The rise of Starbucks in China, like that in the west, is closely linked to its function as a “third space” for people to hang out between home and work. In recent years, a bevy of coffee entrepreneurs are trying to topple the American giant’s dominance in China and lately, an unexpected contender — WeWork — has joined their camp.
This month, the office tenant and workplace service provider launched WeWork Go, a new feature that allows China-based users to rent a desk by the minute so they are no longer tied to long-term leases. While Starbucks provides free accommodation and charges for coffee, WeWork flips the equation to offer free coffee and paid space. Starbucks is already being squeezed in China by emerging rival Luckin Coffee, a well-funded startup that explicitly pledges to take on the Seattle-based giant with a model that focuses on coffee delivery.
WeWork Go works a bit like other shared services, with an app that lets users check the occupancy of a list of offices in real time before they travel over. Upon arrival, users scan a QR code at the gate, pop the door open, get seated in the common area and the billing begins.
The firm says it monitors traffic flow closely so the common space isn’t flooded with fleeting users. Booking private rooms requires additional fees. Go claims to have picked up 50,000 registered users so far after piloting for three months across an inventory of 18 locations in Shanghai, where WeWork nestles its China headquarters.
Made for China
Instead of building a native app, WeWork Go operates via a WeChat mini program, a form of a stripped-down app that works within China’s largest social network. Mini programs are an increasingly popular way for startups to trial ideas thanks to their relative ease to develop. “[Go] is a key development of our China localization,” a WeWork spokesperson told TechCrunch.
Go is tailoring to the so-called “part-time users.” “These people would not purchase the monthly membership. They would work at home or a coffee shop, restaurant or library,” Dominic Penaloza, who heads innovation and technology at WeWork China, told TechCrunch. He first conceptualized the on-demand workplace service at Naked Hub, a smaller local rival WeWork China bought for $400 million last year. After the merger, the executive alongside his tech team joined WeWork and continued with the project that would later become Go.
The pay-as-you-go feature is also getting rolled out stateside at a new Manhattan location.
Penaloza admits Go could be competing with coffee shops as it offers “an alternative type of the third space for freelancers, mobile workers, business travelers or those who want to briefly step aside from their offices for a mental break.” The obvious target is Starbucks, which commands a whopping 51 percent share of the country’s booming coffee market.
Made for WeWork
For WeWork, Go serves as a trial for those deciding whether to sign on to monthly subscriptions. What they are weighing is the 1,830 yuan ($271) price tag for a hotdesk in downtown Shanghai. By comparison, Go starts at 15 yuan and goes up to 30 yuan an hour at more prime locations, offering the same perks as the full-time hotdesking plan, which includes access to common spaces, beverages and Wi-Fi.
Users can do their math. “If you started as a WeWork Go member, and if you use our service quite a lot, you will realize it’s much more economical to purchase monthly subscriptions. WeWork Go enables WeWork to reach an entirely new market segment,” suggests Penaloza.
The flexible pricing may help WeWork — which generates the bulk of its revenues from large corporations — reach a wider user base. The shared office industry in China has entered what real-estate researcher Jones Lang LaSalle calls the “second phase,” with big firms moving into premium workplaces like WeWork and local player Soho 3Q. Cash-strapped startups, on the other hand, increasingly turn to government-backed incubators for lower costs.
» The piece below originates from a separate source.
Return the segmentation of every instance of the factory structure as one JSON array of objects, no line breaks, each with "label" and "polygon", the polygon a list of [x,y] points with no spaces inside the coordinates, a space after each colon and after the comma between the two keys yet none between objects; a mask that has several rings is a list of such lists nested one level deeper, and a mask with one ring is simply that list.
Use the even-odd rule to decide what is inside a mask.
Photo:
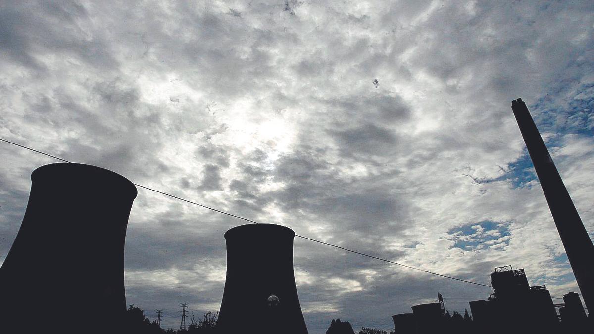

Several early users of Go told TechCrunch they found the service delivering a “quieter” and “more comfortable” vibe than most cafes, but distance is key when they are in a rush. WeWork currently has about 60 locations across a dozen major Chinese cities, whereas Starbucks reaches a dense network of 3,330 stores and is shooting for 6,000 by the end of 2022. WeWork China got a boost for locations with the Naked Hub acquisition last year and says it’s open to adding third-party spaces such as restaurants into its inventory, though it has not taken a solid step toward that vision.
“There is a very interesting opportunity in the really downtown area, where WeWork locations are quite full starting from after lunch until 5 pm,” notes Penaloza. “What’s amazing is that restaurants around those locations are quite empty at exactly the same time, so there’s a fascinating opportunity there but we haven’t done anything about it yet.”